Agenda Index City of Vancouver


DATE: October 13, 1998

Author/Local: John Beckett/7580
CC File No. 1379

TO: Vancouver City Council

General Managers of Engineering Services and Park Board

SUBJECT: Disability Management Staffing


B. THAT Council approve the creation of one Disability Case Coordinator to manage the Short and Long-Term Disability Plans covering CUPE 1004 employees. Funding is available through savings created by reductions in expenditures from the Short Term/Long-term disability benefit account.


- 2 -



The purpose of this report is to seek Council's approval to eliminate one senior practitioner position, use the funding for it to create two administrative positions, and create an additional full-time position to assist with the disability management process throughout the City.
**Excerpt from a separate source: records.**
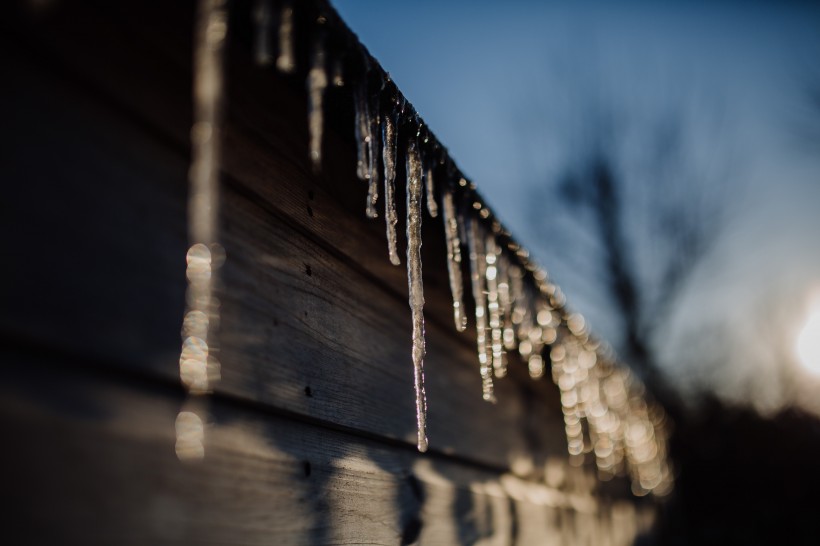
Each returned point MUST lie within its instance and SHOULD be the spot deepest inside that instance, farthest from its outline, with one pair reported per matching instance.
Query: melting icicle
(198, 365)
(505, 302)
(493, 308)
(286, 61)
(477, 276)
(262, 19)
(338, 78)
(363, 136)
(317, 83)
(454, 259)
(389, 157)
(373, 141)
(416, 287)
(432, 207)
The current complement of rehabilitation staff are responsible for disability management for all absences for WCB and sick leave. Our staff represented by CUPE 1004, however, are covered by a disability plan administered by Great West Life Insurance (GWL). GWL adjudicates, provides payment and does some basic rehabilitation work with that workforce. Over the past 15 years, we have had a variety of carriers providing some rehabilitation services, none of which have been satisfactory. In fact, successful rehabilitation programs tend to only occur when they are managed by the organization, not the insurance carrier.

The City Manager approved on June 16, 1997, funding to hire a Disability Case Coordinator for a trial period to manage the absences of individuals on the CUPE 1004 Short and Long Term Disability Plan. As a result of the success of that trial, the City was able, as part of the 1998 budget reduction, to reduce the short-term disability accounts by $300,000. In order to maintain that savings, it was recognized that a full-time resource would be required for on-going management of the absences.
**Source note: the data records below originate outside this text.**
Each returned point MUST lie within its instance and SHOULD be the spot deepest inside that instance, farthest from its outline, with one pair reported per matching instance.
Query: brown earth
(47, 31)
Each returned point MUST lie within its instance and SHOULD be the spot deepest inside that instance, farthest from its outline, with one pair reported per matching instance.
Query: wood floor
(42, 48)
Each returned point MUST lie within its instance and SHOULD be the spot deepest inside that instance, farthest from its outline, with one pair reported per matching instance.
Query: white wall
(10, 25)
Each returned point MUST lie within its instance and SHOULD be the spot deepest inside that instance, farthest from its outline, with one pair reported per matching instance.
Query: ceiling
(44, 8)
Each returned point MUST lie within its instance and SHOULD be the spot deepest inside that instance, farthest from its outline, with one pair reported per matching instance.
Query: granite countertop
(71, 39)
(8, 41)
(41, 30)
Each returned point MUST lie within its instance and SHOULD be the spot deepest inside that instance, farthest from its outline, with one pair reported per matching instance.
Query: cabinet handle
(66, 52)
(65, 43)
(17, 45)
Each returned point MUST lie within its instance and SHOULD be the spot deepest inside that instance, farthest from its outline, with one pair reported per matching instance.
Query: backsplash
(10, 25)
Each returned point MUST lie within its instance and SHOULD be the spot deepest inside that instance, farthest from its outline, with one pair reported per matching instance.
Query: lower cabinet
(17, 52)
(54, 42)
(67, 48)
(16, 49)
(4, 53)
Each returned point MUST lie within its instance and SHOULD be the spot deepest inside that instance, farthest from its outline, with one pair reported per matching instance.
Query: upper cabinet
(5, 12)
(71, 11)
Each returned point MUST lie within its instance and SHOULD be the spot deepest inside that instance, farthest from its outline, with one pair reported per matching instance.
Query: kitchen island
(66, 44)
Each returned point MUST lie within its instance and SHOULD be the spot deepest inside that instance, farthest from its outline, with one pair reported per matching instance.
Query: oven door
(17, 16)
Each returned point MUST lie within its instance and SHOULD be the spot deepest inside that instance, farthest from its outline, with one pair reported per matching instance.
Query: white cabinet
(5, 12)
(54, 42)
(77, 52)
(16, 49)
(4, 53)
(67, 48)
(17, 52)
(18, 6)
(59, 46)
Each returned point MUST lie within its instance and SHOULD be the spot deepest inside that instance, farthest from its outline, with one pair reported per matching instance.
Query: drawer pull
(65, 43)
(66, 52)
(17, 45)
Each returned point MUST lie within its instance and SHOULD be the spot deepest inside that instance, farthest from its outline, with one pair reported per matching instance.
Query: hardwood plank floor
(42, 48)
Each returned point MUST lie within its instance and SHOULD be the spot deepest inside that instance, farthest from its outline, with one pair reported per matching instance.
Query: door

The City Rehabilitation Program is seen as leading edge and has been copied by other Cities including the City of Baltimore and District of Columbia. It has been recognized numerous times in the WCB News, Back to Work publications and HR Journals. The program has been adapted and modified to meet the changing needs of our organization, and the demands of City supervisors. City managers and supervisors have come to rely on this program to assist them in getting employees back to work as soon as they are able. There are significant administrative demands on staff who run the program, which we had not anticipated. As a result, we used the funding from a vacant Rehabilitation Case Coordinator position to create

- 3 -

two administrative positions on a trial basis to see if that would deal with the contact and paper work issues. It has and this report is requesting those temporary positions be made full-time. Funding will come from the underfilled professional position at no additional cost to the City.

In 1997, Human Resource Services expanded disability management to the short-term disability plan for the outside workforce by engaging a Disability Case Coordinator for a trial period of one year to determine whether a reduction in the time absent and therefore claims costs would justify the establishment of a full-time position to manage these disability claims.
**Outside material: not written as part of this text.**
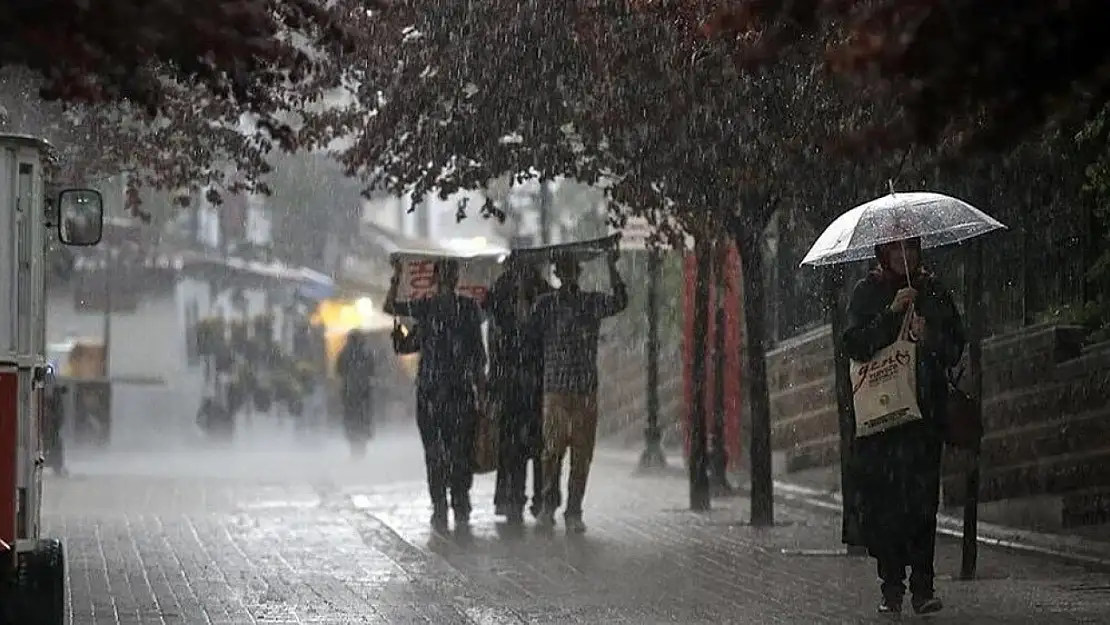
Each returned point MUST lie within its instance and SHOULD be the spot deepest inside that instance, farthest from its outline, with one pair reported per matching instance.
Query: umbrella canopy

Increasing the rehabilitation portion of the GWL contract is not considered to be an effective option. We have had a consultant assisting us on return to work issues in the outside area with little success. Barriers to returning these employees to work are not always medical but rather labour relations based and external consultants have neither the knowledge of the internal dynamics of the organization nor a vested interest in the outcomes of their recommendations. Our experience indicates we need to use internal staff to work daily with our operations managers to assist them in returning employees to work.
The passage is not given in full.